Le sobran ciertos arrebatos de ‘director’. Su apuesta por el blanco y negro se rompe en ciertas ocasiones, pero más que por un motivo narrativo lo hace por una mera cuestión estética. Efectismos que lastran en vez de sumar la potente apuesta del director, que también logra momentos de una belleza aplastante y otros que funcionan como precisas metáforas del capitalismo que critica, como ese mar de coca-cola donde acaban trabajando todos ellos.
Donde también acierta es en abandonar por momentos el apartado coral para centrarse más en el personaje de Pedro como hilo conductor. Un personaje tan empático como miserable. Tan solidario con los suyos como hijo del capitalismo que ya ha mamado en EEUU. Lo interpreta de forma colosal el mexicano Raúl Briones, quien ya había trabajado con Ruizpalacios en su anterior filme y que aquí se come la pantalla con una fuerza y un carisma que podrían hacerle merecedor del premio de interpretación. A su lado, Rooney Mara. La estrella de Hollywood interpreta a uno de los pocos personajes de EEUU y que se ha llevado todos los focos de la jornada.
La cocina es una película pesimista, que atiza al sueño americano e incluso a la propia terminología, porque América, como recuerda el protagonista en varios momentos, no es un país. Una acepción eminentemente colonialista contra la que se revuelve Ruizpalacios, que tenía claro que no quería hacer una película sobre “la lucha por llegar a EEUU, de esas ya hay muchísimas”. “Yo estaba interesado en retratar el después, qué pasa una vez se ha logrado. ¿Qué sucede con los migrantes cuando han alcanzado el destino?, ¿cómo les va?, ¿cuál es el precio que han pagado?”, añadía desde la rueda de prensa y junto a su equipo, entre ellos un Raúl Briones que empuñaba a modo de guante una bandera palestina. Briones ha calificado en esa rueda de prensa a ese “sueño” americano como también “una gran mentira”.

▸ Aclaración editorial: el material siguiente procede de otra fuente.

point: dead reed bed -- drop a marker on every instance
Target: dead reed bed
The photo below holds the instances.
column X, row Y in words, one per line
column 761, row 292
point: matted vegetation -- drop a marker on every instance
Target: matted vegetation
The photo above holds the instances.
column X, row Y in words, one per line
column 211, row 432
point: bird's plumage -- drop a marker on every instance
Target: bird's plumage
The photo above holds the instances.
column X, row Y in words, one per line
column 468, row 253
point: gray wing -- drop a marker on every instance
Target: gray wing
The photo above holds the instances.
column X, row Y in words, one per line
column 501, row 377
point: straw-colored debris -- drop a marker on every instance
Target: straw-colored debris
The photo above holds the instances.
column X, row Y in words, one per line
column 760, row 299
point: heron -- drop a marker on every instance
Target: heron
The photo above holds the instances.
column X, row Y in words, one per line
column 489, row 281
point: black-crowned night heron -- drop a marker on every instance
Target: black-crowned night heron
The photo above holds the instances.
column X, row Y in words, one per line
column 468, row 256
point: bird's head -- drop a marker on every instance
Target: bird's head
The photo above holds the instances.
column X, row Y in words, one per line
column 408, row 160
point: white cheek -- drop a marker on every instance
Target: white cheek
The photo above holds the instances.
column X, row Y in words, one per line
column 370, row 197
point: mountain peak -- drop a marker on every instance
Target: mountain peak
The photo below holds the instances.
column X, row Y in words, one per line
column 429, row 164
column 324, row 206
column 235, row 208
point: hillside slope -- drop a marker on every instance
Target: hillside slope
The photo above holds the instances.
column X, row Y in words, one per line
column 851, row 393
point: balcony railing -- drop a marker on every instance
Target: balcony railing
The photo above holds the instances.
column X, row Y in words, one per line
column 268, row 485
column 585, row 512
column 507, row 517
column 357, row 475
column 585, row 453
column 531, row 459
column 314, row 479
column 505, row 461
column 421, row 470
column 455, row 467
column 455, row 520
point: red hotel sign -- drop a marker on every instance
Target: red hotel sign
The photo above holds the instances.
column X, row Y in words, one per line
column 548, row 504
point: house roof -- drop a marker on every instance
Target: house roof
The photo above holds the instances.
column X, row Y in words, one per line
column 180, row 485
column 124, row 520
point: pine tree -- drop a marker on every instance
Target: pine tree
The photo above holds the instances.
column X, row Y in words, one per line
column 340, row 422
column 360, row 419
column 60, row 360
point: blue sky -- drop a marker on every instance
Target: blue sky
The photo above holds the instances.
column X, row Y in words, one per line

Hay también en la película un retrato de masculinidades tóxicas, que quieren marcar las agendas de las mujeres y sus decisiones, que sexualizan a sus compañeras. De hecho, Raúl Briones contó en la rueda de prensa que el rodaje del filme coincidió con su “transición a persona no binaria” y su cuestionamiento a lo que significa ser un hombre. “Los hombres bajo esta toxicidad no tienen otro destino posible que no sea un final trágico. Destruirse a sí mismos. Interpretando esta masculinidad en la película, en las últimas escenas incluso me rompí un dedo y me pregunté qué estaba haciendo. ¿Por qué los hombres tienen que defenderse de esa forma tan violenta? No tengo otra respuesta que por los roles que tienen, por lo que se espera de ser un hombre. Cuando llegué a mi casa con el cuerpo destrozado me dije: si este es el precio de ser un hombre, algo tiene que cambiar en esa construcción en torno a la masculinidad, porque si no, seremos nuestros peores enemigos”, explicó sobre una de las muchas capas de un filme que debería tener hueco en el palmarés.